When our first few ideas did not pan out, Mau helped us find a new direction. We settled on investigating the flower preferences in mites by doing choice experiments. We collected old flowers in the afternoon. In the morning we placed half of them in a bag with a cotton ball soaked in acetone for 30 minutes to kill the mites. We also went around in the afternoon to our plants and placed mesh bags over inflorescences that had a few flowers that looked like they would open the following morning. The purpose of this was to prevent hummingbirds from visiting the flowers, as the literature had suggested mites required hummingbirds to travel between inflorescences.
In the morning, we collected our new flowers and killed the mites on the old flowers. We then set up our experiment, expecting that there would be no mites in all flower treatments, allowing us to control the number of mites in each trial so we could count them and determine which flower they chose. One old flower, one new flower, one new flower cut in half, and a water droplet as a control were placed 90 degrees apart in a petri dish. Ten mites were added to each of our 10 identical petri dishes and left for 30 minutes. When counting all the flowers, we quickly realized mites had not, in fact, been excluded. We adjusted our methods again and again: placing the new flower in acetone as well, leaving flowers in acetone for longer, trying a deodorizer to kill the mites. Our first three days of data collection continued in this manner. Each time we made a change we were hopeful, and each time we became increasingly convinced that mites do not die. 

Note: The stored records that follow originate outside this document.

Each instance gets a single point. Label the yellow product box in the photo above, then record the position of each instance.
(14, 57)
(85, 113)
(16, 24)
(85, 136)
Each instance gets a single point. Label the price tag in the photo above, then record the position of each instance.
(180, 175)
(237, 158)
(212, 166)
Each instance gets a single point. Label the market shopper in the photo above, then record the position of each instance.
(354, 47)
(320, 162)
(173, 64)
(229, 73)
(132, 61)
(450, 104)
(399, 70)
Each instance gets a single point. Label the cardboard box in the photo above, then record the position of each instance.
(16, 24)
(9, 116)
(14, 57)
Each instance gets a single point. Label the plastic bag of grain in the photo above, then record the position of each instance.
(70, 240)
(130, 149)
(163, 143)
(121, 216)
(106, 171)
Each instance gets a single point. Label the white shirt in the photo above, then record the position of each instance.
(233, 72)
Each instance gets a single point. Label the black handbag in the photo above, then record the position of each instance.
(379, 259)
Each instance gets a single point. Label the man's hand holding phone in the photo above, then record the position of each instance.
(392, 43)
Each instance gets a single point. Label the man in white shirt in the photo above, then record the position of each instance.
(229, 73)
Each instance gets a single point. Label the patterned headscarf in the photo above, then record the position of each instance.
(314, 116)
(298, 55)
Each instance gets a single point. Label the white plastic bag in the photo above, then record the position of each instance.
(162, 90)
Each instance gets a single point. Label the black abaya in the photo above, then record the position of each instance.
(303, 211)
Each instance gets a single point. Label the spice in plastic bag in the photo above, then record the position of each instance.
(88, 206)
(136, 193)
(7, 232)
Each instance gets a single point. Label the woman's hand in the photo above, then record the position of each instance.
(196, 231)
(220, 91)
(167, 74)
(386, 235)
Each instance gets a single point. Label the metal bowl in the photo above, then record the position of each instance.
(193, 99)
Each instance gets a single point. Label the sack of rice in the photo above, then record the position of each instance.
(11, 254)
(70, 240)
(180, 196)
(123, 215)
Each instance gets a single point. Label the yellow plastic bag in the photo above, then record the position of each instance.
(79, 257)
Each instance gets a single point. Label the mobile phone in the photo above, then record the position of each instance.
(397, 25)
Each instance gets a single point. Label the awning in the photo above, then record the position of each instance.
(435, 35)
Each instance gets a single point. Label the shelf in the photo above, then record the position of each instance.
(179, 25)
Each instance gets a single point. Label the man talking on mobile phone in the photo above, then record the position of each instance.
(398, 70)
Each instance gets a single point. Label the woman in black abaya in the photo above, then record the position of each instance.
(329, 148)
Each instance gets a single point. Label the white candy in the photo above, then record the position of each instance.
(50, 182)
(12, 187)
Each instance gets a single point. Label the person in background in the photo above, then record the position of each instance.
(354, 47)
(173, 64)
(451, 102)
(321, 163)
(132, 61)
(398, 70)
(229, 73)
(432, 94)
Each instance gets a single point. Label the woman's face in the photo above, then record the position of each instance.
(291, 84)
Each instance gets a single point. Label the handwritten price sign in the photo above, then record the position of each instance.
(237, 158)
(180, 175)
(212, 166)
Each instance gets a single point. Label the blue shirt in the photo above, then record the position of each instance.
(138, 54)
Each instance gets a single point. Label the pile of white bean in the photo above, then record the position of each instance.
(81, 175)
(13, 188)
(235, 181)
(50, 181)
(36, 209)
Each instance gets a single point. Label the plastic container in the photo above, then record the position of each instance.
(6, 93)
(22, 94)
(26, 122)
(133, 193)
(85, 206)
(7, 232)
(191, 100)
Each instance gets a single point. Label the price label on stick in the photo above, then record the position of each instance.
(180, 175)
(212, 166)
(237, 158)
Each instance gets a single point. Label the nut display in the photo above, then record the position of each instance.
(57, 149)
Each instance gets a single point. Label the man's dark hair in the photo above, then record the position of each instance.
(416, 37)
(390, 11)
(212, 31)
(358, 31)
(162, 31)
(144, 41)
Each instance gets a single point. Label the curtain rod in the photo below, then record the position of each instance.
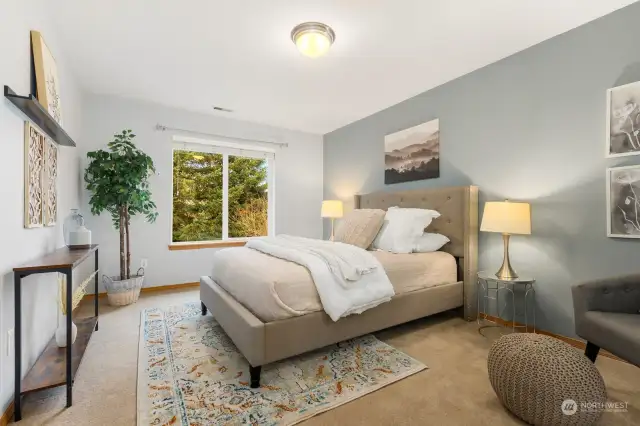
(163, 128)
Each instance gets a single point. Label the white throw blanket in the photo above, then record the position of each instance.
(349, 280)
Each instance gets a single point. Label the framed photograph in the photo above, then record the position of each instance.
(413, 154)
(623, 120)
(623, 204)
(47, 82)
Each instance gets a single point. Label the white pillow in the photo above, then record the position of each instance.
(428, 243)
(402, 228)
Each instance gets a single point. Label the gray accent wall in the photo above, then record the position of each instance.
(530, 127)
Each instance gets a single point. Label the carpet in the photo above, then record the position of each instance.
(190, 373)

In the end, we altered our experiment to not involve mite exclusion. We were able to come up with a project that answered our initial question of flower preference in mites, albeit slightly altered, which yielded interesting and statistically significant data. The past two weeks have showed me how important it is to be flexible with research, to be willing to roll with the punches, and plan extra time to be extra thorough, because things will certainly go differently than you expect. Above all, I learned that mites will probably outlive us all.